Prediction - Gono by TKO
Hatsu Hioki vs. Michihiro Omigawa
The featured bout of the evening pits Yoshida Dojo Judoka and Featherweight tournament finalist Michihiro Omigawa against lanky submission expert Hatsu Hioki. The winner of this fight will be the number one contender to Masanori Kanehara’s featherweight belt. Omigawa was the underdog special in the tourney, upsetting LC Davis, Nam Phan and Marlon Sandro. Hioki submitted his first two opponents in the tourney, Chris Manuel and Ronnie Ushiwaka. He then defeated Masanori Kanehara in the semi finals but was concussed doing so, forcing him to withdraw and allow Kanehara to take the belt by defeating Omigawa in the final.
Omigawa seemed to have the judges on his side against Sandro, but honestly the judging at Sengoku IX wasn’t the best. There have been some awful decisions in Sengoku before. Hopefully the decision in the Sandro fight did not downplay the run that Omigawa had in the tourney, being the enormous underdog. Omigawa is a guy who currently has a 7-8-1 record and has a chance to fight for the title again. Doubting Omigawa did not work for me against LC Davis and Nam Phan, but picking against him is the logical decision here. Hioki should be able to outclass Omigawa on the feet and handle him grappling. Omigawa showed some improved striking in his fight against Nam Phan but the reach of Hioki is going to be hard for him to deal with. He will be trying to get inside and eating those leg kicks that Hioki likes to throw. If Omigawa ties up on Hioki maybe he can throw him but he can not dominate Hioki on the ground like he did to LC Davis. Hioki can trouble him off his back and remain the more offensively active fighter.
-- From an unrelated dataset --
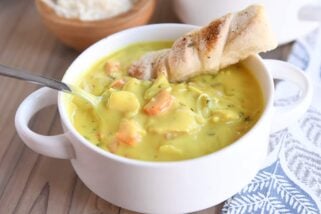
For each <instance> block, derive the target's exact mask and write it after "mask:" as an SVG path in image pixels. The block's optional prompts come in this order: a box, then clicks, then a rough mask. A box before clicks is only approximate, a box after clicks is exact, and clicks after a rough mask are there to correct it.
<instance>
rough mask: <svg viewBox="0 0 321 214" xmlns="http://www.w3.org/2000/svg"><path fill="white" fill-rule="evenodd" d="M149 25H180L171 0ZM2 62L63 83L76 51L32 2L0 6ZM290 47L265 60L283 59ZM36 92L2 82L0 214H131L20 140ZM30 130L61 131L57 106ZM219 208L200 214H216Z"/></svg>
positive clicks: (0, 175) (1, 53) (216, 207)
mask: <svg viewBox="0 0 321 214" xmlns="http://www.w3.org/2000/svg"><path fill="white" fill-rule="evenodd" d="M152 22H178V19H177V17H176V16H175V15H174V13H173V10H172V7H171V1H170V0H159V1H158V5H157V8H156V11H155V14H154V17H153V19H152ZM0 29H1V30H0V63H3V64H6V65H9V66H12V67H16V68H20V69H23V70H28V71H31V72H33V73H35V74H42V75H45V76H49V77H53V78H56V79H61V77H62V76H63V74H64V72H65V70H66V68H67V67H68V66H69V64H70V63H71V62H72V61H73V60H74V59H75V58H76V57H77V55H78V54H79V52H77V51H74V50H72V49H70V48H67V47H65V46H64V45H62V44H61V43H60V42H59V41H58V40H57V39H56V38H55V37H54V36H53V35H52V34H51V33H50V32H49V31H48V30H47V29H46V28H45V26H44V25H43V24H42V22H41V20H40V17H39V15H38V14H37V12H36V9H35V5H34V2H33V1H32V0H1V1H0ZM290 48H291V46H290V45H288V46H285V47H281V48H279V49H278V50H277V51H275V52H274V53H272V54H268V55H266V56H267V57H269V58H281V59H285V57H286V56H287V54H288V52H289V50H290ZM37 88H38V87H37V86H35V85H33V84H30V83H26V82H22V81H18V80H13V79H9V78H6V77H0V91H1V93H0V213H1V214H2V213H4V214H7V213H21V214H25V213H35V214H36V213H39V214H42V213H48V214H59V213H75V214H79V213H86V214H87V213H89V214H98V213H107V214H114V213H115V214H116V213H117V214H118V213H121V214H132V213H133V212H131V211H127V210H124V209H121V208H119V207H116V206H114V205H112V204H110V203H108V202H106V201H104V200H103V199H100V198H99V197H98V196H96V195H95V194H94V193H92V192H91V191H90V190H89V189H88V188H87V187H86V186H84V184H83V183H82V182H81V181H80V180H79V179H78V177H77V175H76V174H75V173H74V171H73V169H72V167H71V164H70V162H69V161H68V160H59V159H53V158H47V157H44V156H42V155H39V154H37V153H35V152H33V151H31V150H30V149H29V148H27V147H26V146H25V145H24V143H23V142H22V141H21V140H20V138H19V136H18V135H17V133H16V130H15V127H14V116H15V111H16V109H17V107H18V106H19V104H20V103H21V102H22V100H23V99H24V98H25V97H26V96H27V95H28V94H30V93H31V92H32V91H34V90H36V89H37ZM30 127H31V128H32V129H33V130H35V131H37V132H39V133H42V134H47V135H52V134H57V133H60V132H62V129H61V127H60V120H59V115H58V112H57V108H56V107H55V106H53V107H49V108H47V109H45V110H43V111H42V112H40V113H39V114H37V115H36V116H35V117H34V119H33V120H32V122H31V123H30ZM219 210H220V206H217V207H212V208H209V209H207V210H203V211H199V212H197V213H198V214H210V213H212V214H213V213H219Z"/></svg>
The pre featherweight tournament favorite, Hatsu Hioki is back after his withdrawal due to a concussion at Sengoku IX in a decision victory over Masanori Kanehara. Hioki has thrown together an impressive resume of wins fighting in organizations such as SHOOTO, TKO and PRIDE. He has defeated the likes of Thierry Quenneville, Jeff Curran, Hideki Kadowaki and Mark Hominick. His last fights have been wins over Chris Manuel, Ronnie Ushiwaka and Masanori Kanehara. His game on the ground while on top and bottom is solid, he can throw up submissions from everywhere. Hioki is very active on the ground. While standing he has a long reach that’s difficult for most fighters to deal with and throws some strong kicks. Against Omigawa, he is going to be the better striker so if it stays on the feet he can win. If Omigawa takes it to the floor, he will be outclassed by the superior grappling of Hioki. This is a match up that Hioki should win, setting up a rematch for the belt with Kanehara.